Nutrition Month & Food Insecurity

Nutrition month is typically a time for Canadians to reflect on healthy eating habits and think about new ways to incorporate nutritious foods into their daily meals. Last year, the federal government promoted the revised Canadian Food Guide, which included considerations beyond nutrients, such as: food literacy, food culture and traditions, food availability and sustainability.

This year with the pandemic, BCAHL aims to highlight nutrition month in the context of food insecurity. Food insecurity can be described as the “inadequate or insecure access to food due to financial constraints.” Food insecurity can negatively impact a person’s physical, mental and social health.

Nutritious eating is fundamental to good health, contributes to healthy human development, is important through all stages of life, and reduces the risk of many chronic diseases. In order for British Columbians to eat healthy, balanced meals, we need to ensure that everyone is food secure.

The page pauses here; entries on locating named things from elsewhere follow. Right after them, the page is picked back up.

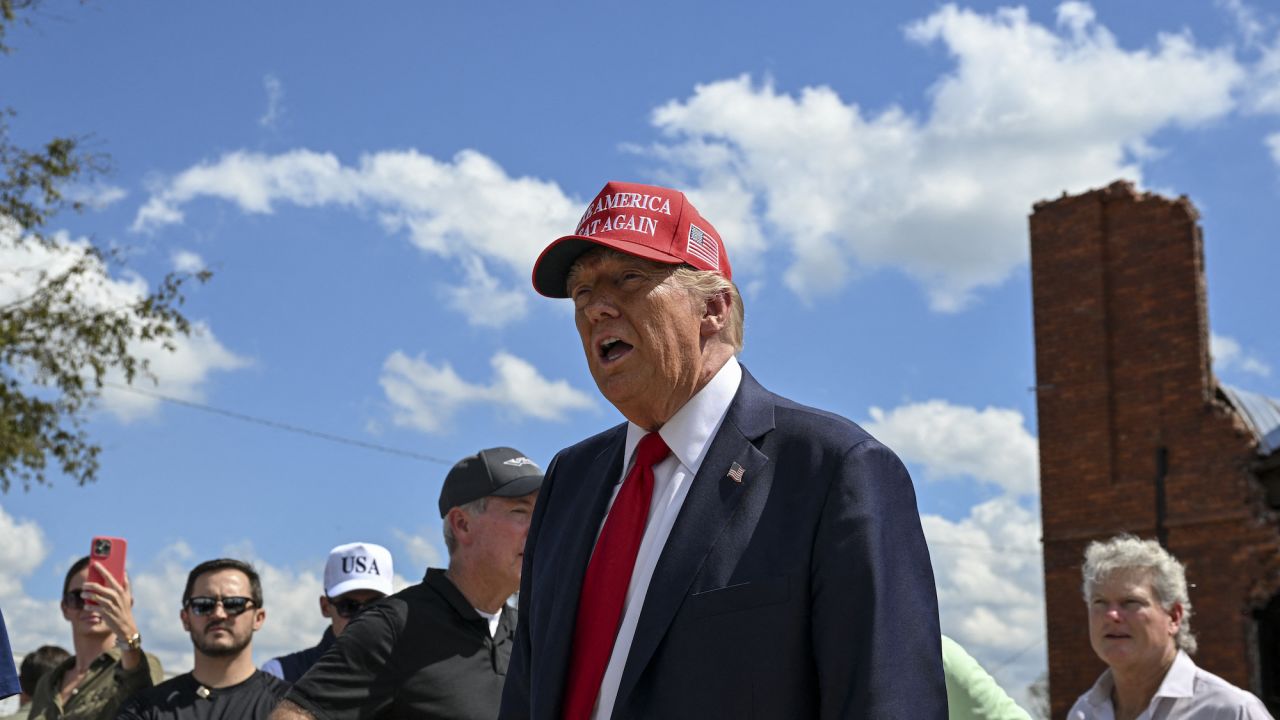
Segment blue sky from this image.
[0,0,1280,696]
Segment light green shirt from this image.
[28,648,164,720]
[942,635,1032,720]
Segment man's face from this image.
[1089,570,1183,670]
[182,569,266,657]
[320,589,387,637]
[467,492,538,594]
[568,251,714,429]
[61,568,111,635]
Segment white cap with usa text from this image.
[324,542,396,597]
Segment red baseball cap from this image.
[534,182,733,297]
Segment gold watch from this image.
[115,633,142,651]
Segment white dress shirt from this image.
[591,357,742,719]
[1066,650,1274,720]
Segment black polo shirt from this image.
[115,670,289,720]
[285,568,516,720]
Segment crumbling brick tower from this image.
[1030,182,1280,717]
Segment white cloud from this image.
[442,255,529,328]
[0,223,247,421]
[0,505,49,598]
[920,495,1048,707]
[392,528,449,571]
[1208,333,1271,378]
[653,3,1244,310]
[0,505,69,655]
[133,150,581,327]
[257,73,284,128]
[864,400,1047,705]
[379,351,595,433]
[1216,0,1267,46]
[173,250,205,273]
[864,400,1039,496]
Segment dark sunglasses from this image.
[329,597,374,620]
[187,597,253,618]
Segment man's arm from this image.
[810,439,947,720]
[273,598,404,720]
[498,455,558,720]
[271,700,316,720]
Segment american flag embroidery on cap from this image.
[689,223,719,270]
[726,462,746,483]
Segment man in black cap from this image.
[271,447,543,720]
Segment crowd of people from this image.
[0,182,1271,720]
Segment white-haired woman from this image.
[1068,534,1271,720]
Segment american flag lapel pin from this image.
[727,462,746,484]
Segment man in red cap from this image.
[500,182,947,720]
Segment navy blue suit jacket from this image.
[499,370,947,720]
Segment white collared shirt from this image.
[591,357,742,719]
[1066,650,1274,720]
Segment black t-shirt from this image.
[116,670,289,720]
[287,568,516,720]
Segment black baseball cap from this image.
[440,447,543,518]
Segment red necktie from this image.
[562,433,671,720]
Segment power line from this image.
[925,538,1041,555]
[102,382,1041,555]
[102,382,453,466]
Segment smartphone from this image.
[84,537,129,605]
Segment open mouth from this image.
[595,336,632,364]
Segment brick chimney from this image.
[1030,182,1280,717]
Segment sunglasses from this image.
[329,597,376,620]
[187,597,253,618]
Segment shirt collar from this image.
[1156,650,1196,697]
[1085,667,1115,708]
[1088,650,1196,707]
[620,356,742,480]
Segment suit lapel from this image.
[614,368,773,707]
[535,425,627,717]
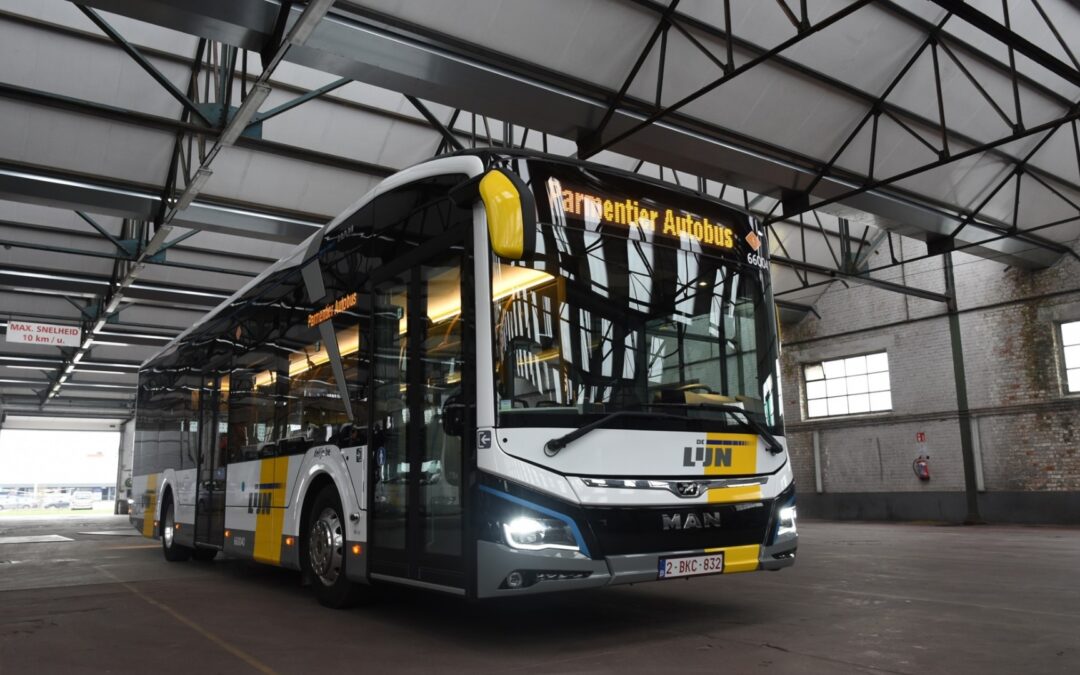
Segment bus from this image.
[130,150,798,607]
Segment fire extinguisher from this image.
[912,455,930,481]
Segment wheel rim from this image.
[161,504,175,549]
[308,508,345,586]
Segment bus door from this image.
[368,235,471,590]
[195,379,226,549]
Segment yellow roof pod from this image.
[480,168,536,260]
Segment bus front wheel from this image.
[301,485,360,609]
[161,494,191,563]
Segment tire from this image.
[191,548,217,563]
[159,494,191,563]
[300,485,361,609]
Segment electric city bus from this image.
[131,151,797,606]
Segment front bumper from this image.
[476,486,798,598]
[476,537,798,597]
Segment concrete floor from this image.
[0,516,1080,675]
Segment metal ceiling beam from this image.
[0,265,229,308]
[626,0,1080,199]
[770,256,948,302]
[76,0,1061,268]
[0,162,325,244]
[931,0,1080,86]
[76,4,211,126]
[0,82,397,178]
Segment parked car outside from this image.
[41,495,71,509]
[71,490,96,511]
[0,492,37,511]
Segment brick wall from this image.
[782,238,1080,521]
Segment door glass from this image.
[195,379,225,546]
[411,264,463,556]
[372,271,410,550]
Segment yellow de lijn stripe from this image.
[704,433,761,504]
[255,457,288,565]
[143,473,158,537]
[705,543,761,573]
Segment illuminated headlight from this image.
[775,504,798,539]
[502,516,578,551]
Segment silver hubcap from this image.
[308,508,345,586]
[162,504,174,549]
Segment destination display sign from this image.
[548,178,734,248]
[308,293,356,328]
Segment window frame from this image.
[1055,319,1080,396]
[799,349,895,421]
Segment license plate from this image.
[659,553,724,579]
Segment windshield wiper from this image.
[543,410,686,457]
[650,403,784,455]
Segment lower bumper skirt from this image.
[476,538,798,597]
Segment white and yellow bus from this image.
[131,151,797,606]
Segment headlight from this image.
[775,504,798,539]
[502,516,578,551]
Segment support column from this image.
[943,253,983,525]
[112,418,135,515]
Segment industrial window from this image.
[802,352,892,417]
[1062,321,1080,394]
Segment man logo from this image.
[675,482,704,497]
[660,511,720,531]
[683,441,732,467]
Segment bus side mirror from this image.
[480,168,537,260]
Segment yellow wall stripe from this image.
[143,473,158,538]
[254,457,288,565]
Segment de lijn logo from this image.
[683,441,746,467]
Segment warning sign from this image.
[6,319,82,347]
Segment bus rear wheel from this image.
[301,486,360,609]
[161,494,191,563]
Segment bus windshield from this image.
[492,167,782,434]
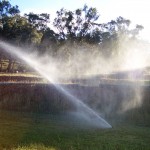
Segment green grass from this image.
[0,111,150,150]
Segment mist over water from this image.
[0,37,150,128]
[0,41,111,128]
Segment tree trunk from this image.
[7,59,13,72]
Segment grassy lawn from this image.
[0,111,150,150]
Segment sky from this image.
[10,0,150,41]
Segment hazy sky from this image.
[10,0,150,41]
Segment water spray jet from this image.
[0,41,112,128]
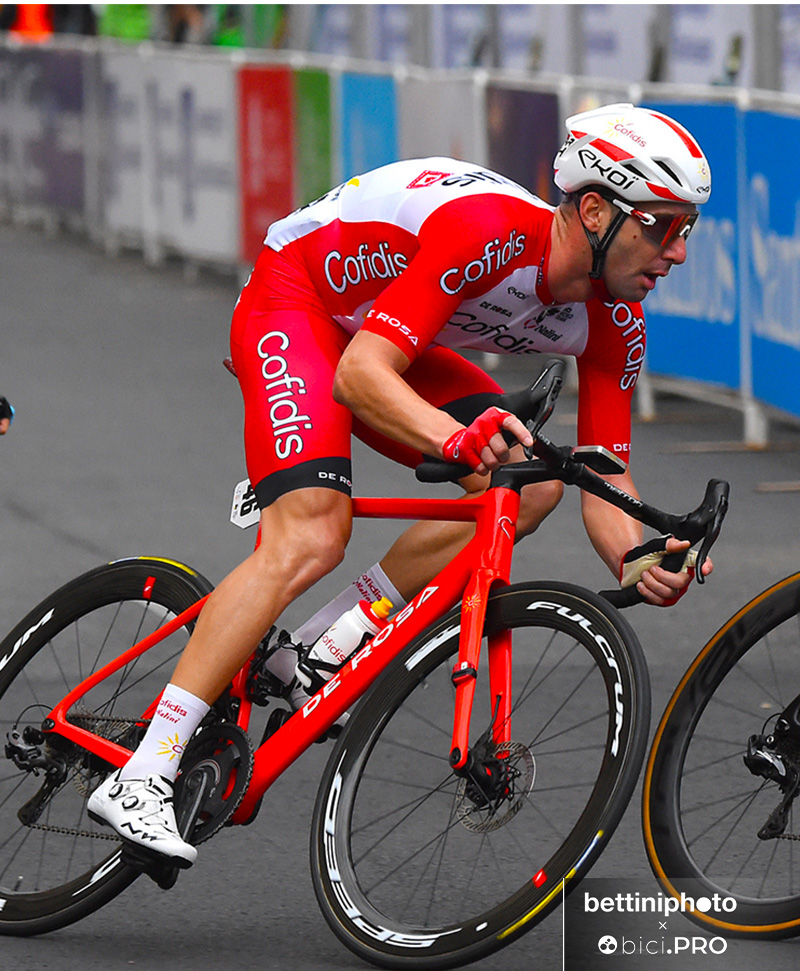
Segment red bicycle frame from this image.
[45,487,520,823]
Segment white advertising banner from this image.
[581,3,656,83]
[398,74,486,165]
[99,50,145,243]
[665,3,754,87]
[144,53,239,263]
[497,3,574,74]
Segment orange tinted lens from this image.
[644,212,698,249]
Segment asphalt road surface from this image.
[0,226,800,971]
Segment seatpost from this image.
[450,488,520,771]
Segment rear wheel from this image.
[312,584,650,968]
[0,557,211,934]
[643,574,800,938]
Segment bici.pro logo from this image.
[564,878,736,971]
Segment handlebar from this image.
[416,361,730,607]
[416,360,564,482]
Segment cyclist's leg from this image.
[172,488,351,704]
[89,262,351,864]
[353,347,563,600]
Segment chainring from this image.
[175,722,253,846]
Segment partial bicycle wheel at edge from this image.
[311,583,650,969]
[0,557,211,935]
[642,573,800,939]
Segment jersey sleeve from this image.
[578,300,646,462]
[362,194,528,361]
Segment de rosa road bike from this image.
[0,361,727,968]
[643,573,800,939]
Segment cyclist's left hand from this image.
[620,536,714,607]
[442,407,533,475]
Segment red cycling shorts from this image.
[231,249,501,509]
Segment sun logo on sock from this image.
[158,732,186,762]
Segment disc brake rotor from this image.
[456,742,536,833]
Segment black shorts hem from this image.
[255,457,353,509]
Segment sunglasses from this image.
[611,199,700,249]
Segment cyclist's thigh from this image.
[231,280,352,509]
[353,347,503,469]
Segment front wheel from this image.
[0,557,211,935]
[643,573,800,939]
[311,583,650,968]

Food insecurity is significantly higher during COVID-19, with nearly 15% of Canadians reporting as food insecure compared to 10.5% in 2017/ 2018. Moreover, Canadians living in households with children reported higher rates of food insecurity at nearly 20%, and were more likely to be worried about food running out.

Certain populations most vulnerable to food insecurity include Black and Indigenous peoples, households led by female lone parents, and people who rent their homes. Moreover, when the pandemic hit, workers of colour reported having a hard time paying for basic needs.

BCAHL continues to advance policies which can help people across BC to eat, drink and live healthier. In the context of the pandemic, some of the policies we continue to promote include:

  • Targeted measures to support populations that have been marginalized and disadvantaged due to COVID-19
  • Adjusting Income Assistance support rates to account for the actual cost of fresh and healthy food
  • Actions to improve access to healthy food and food skills in rural and remote communities
  • Ensuring access to quality drinking water. Priority should be given to remote First Nations communities with all levels of government working together to address this issue

The pandemic has accentuated the need for food security measures. We need to continue closing the gaps between inequities to ensure that everyone can lead healthy lives.